Ortaçağda manastırlar insanlar için bir sığınaktı. Lordların ve prenslerin hışmından kaçarak sığındıkları yerlerdi. Aşırı yoksulluk yaşadıkları durumda yemek ve korunma aradıkları yerlerdi. Manastırlar açlara ekmek ve gıda vermekten kaçınmazdı. Unutmayalım ki Ortaçağda günümüzdeki gibi bir ticaret yoktu. Her bir çiftlik, her bir manastır, serflerin ve zanaatçıların emeği sayesinde kendisi için bolca üretim yapıyordu. Çoğu kez ertesi yıllar için ayrılan erzağın satılabileceği bir yer yoktu. Keşişlerin tüketimi için ihtiyaç duyulandan fazla mısır, sebze, odun ürettiklerinde ellerindeki fazlalığın bir değeri yoktu.  Çünkü alıcısı yoktu ve tüm ürünlerin saklanması da mümkün değildi. Bu koşullarda manastırlar yoksullarına isteyerek bakıyordu, zaten serflerinden almış olduklarının sadece küçük bir bölümünü onlara sunmuş oluyorlardı. (Bu dönemde her yerde gelenek böyleydi, soylulara ait neredeyse her çiftlik benzer davranıyordu.) Aslında manastırlar bu yardımseverliklerinden ciddi bir çıkar elde ediyordu; yoksullara kapılarını açmakla ün salarak, zenginlerden ve güçlülerden büyük hediyeler ve miraslar alıyorlardı. Kapitalizmin ve değişim için üretimin ortaya çıkması ile her bir nesne bir fiyata sahip oldu ve mübadele edilebilir oldu. İşte o anda manastırlar, soyluların malikâneleri ve kiliseler hayır işlerini bıraktılar. İnsanların artık sığınacakları bir yer yoktu. İşte bu da, diğer sebeplerin yanı sıra, 18. Yüzyılda kapitalizmin başlangıcında, işçiler henüz haklarını savunmak için örgütlenmemişlerken, yoksulluğun dehşet verici boyutlara varmış olmasının ve insanlığın Roma İmparatorluğu dönemindeki günlere geri dönmüş gibi görünmesinin bir sebebidir. Ama Katolik Kilise eski dönemlerde komünizm, eşitlik ve kardeşlik vaaz ederek Roma proleteryasına yardım etme rolünü üstlenirken, kapitalist dönemde ise tümüyle farklı bir şekilde davranmaktaydı. Her şeyden önce ucuz işçi çalıştırarak insanların yoksulluğundan çıkar elde ediyordu. Manastırlar tam bir kapitalist sömürü cehennemi haline geldi; daha da beterdiler çünkü kadın ve çocuk emeği kullanıyorlardı.

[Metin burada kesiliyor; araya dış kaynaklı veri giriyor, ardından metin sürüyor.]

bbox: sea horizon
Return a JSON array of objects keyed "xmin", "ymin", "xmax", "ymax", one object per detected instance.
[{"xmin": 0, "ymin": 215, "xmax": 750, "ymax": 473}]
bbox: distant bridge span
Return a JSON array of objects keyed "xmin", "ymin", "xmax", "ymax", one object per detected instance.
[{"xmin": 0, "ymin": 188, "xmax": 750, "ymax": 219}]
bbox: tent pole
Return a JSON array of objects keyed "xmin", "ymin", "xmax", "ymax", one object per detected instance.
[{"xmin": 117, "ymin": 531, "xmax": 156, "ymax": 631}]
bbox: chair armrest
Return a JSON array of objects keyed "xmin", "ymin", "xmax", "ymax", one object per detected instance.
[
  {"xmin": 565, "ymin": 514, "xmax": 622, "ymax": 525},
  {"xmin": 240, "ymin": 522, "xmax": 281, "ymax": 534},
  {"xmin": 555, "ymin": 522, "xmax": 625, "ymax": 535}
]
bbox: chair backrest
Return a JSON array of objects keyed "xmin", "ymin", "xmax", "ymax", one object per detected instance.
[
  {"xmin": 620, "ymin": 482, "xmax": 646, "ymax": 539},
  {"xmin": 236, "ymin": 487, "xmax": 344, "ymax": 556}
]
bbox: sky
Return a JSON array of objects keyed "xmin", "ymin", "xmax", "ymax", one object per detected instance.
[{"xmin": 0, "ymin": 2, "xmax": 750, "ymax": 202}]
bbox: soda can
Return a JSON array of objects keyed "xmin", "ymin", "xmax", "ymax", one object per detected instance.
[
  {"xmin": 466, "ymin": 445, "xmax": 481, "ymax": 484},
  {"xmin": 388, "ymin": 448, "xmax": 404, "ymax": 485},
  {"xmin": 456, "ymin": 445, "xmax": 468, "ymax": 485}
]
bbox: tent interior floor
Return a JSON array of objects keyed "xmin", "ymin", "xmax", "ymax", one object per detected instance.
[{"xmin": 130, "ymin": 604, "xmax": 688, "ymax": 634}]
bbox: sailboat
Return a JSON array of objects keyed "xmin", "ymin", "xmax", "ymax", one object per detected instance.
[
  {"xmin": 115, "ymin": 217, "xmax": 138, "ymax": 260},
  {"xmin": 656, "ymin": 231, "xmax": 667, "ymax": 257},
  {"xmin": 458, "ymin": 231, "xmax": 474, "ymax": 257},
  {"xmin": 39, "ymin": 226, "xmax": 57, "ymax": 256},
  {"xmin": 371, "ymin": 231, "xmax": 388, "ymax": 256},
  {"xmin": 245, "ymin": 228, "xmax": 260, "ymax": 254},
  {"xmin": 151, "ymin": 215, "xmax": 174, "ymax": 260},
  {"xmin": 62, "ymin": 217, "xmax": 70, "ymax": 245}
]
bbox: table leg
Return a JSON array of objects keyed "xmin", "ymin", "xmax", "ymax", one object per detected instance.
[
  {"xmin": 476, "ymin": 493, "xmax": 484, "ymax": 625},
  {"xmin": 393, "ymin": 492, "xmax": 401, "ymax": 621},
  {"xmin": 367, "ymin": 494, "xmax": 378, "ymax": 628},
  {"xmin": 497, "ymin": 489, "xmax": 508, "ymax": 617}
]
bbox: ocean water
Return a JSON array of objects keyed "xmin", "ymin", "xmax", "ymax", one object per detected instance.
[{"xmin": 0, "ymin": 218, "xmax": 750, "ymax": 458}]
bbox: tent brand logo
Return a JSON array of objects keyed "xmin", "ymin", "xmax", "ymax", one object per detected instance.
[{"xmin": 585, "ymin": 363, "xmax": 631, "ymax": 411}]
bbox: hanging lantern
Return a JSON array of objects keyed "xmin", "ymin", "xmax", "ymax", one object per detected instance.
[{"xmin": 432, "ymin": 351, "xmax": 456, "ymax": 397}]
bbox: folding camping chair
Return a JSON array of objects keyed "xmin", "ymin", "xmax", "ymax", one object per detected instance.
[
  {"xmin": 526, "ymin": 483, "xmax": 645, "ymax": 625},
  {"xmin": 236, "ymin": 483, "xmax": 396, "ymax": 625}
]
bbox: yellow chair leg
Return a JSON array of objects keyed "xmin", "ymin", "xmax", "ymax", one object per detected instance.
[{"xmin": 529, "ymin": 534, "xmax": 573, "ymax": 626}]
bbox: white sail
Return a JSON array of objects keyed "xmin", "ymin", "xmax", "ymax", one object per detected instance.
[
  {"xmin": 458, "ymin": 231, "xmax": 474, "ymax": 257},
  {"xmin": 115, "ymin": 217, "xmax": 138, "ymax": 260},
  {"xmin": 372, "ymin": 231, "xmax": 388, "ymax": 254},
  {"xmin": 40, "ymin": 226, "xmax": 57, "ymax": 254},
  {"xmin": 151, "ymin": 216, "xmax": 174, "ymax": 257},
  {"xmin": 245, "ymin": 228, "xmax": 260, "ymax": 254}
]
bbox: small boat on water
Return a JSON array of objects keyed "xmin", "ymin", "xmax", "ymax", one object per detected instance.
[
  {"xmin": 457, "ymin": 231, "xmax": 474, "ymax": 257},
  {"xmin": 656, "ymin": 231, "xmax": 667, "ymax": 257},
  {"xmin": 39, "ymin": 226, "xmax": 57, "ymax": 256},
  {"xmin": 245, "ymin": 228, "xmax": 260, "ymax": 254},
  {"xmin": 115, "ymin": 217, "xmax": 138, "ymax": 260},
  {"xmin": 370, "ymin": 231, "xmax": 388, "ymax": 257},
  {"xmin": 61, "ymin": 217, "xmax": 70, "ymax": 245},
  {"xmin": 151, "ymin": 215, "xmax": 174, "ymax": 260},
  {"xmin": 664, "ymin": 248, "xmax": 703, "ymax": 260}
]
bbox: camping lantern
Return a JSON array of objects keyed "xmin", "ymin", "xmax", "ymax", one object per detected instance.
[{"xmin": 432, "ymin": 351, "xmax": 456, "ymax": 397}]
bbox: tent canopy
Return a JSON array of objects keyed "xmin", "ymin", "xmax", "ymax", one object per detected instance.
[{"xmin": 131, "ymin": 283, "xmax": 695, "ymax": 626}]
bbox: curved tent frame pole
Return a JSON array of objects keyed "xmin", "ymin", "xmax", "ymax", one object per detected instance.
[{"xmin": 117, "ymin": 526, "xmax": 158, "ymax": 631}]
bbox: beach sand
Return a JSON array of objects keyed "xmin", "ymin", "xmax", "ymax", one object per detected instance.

Fransa’da 1903’te İyi Çoban Manastırına karşı açılmış olan bir dava bu kötü muamelelerin çarpıcı bir örneğini gözler önüne sermektedir.  Burada 12, 10 ve 9 yaşında küçük kızlar dinlenmeden, berbat koşullarda, gözleri ve sağlıkları bozularak çalışmaya zorlanmışlar, kötü beslenmişler ve disiplin cezası olarak hapis cezaları ile cezalandırılmışlardır.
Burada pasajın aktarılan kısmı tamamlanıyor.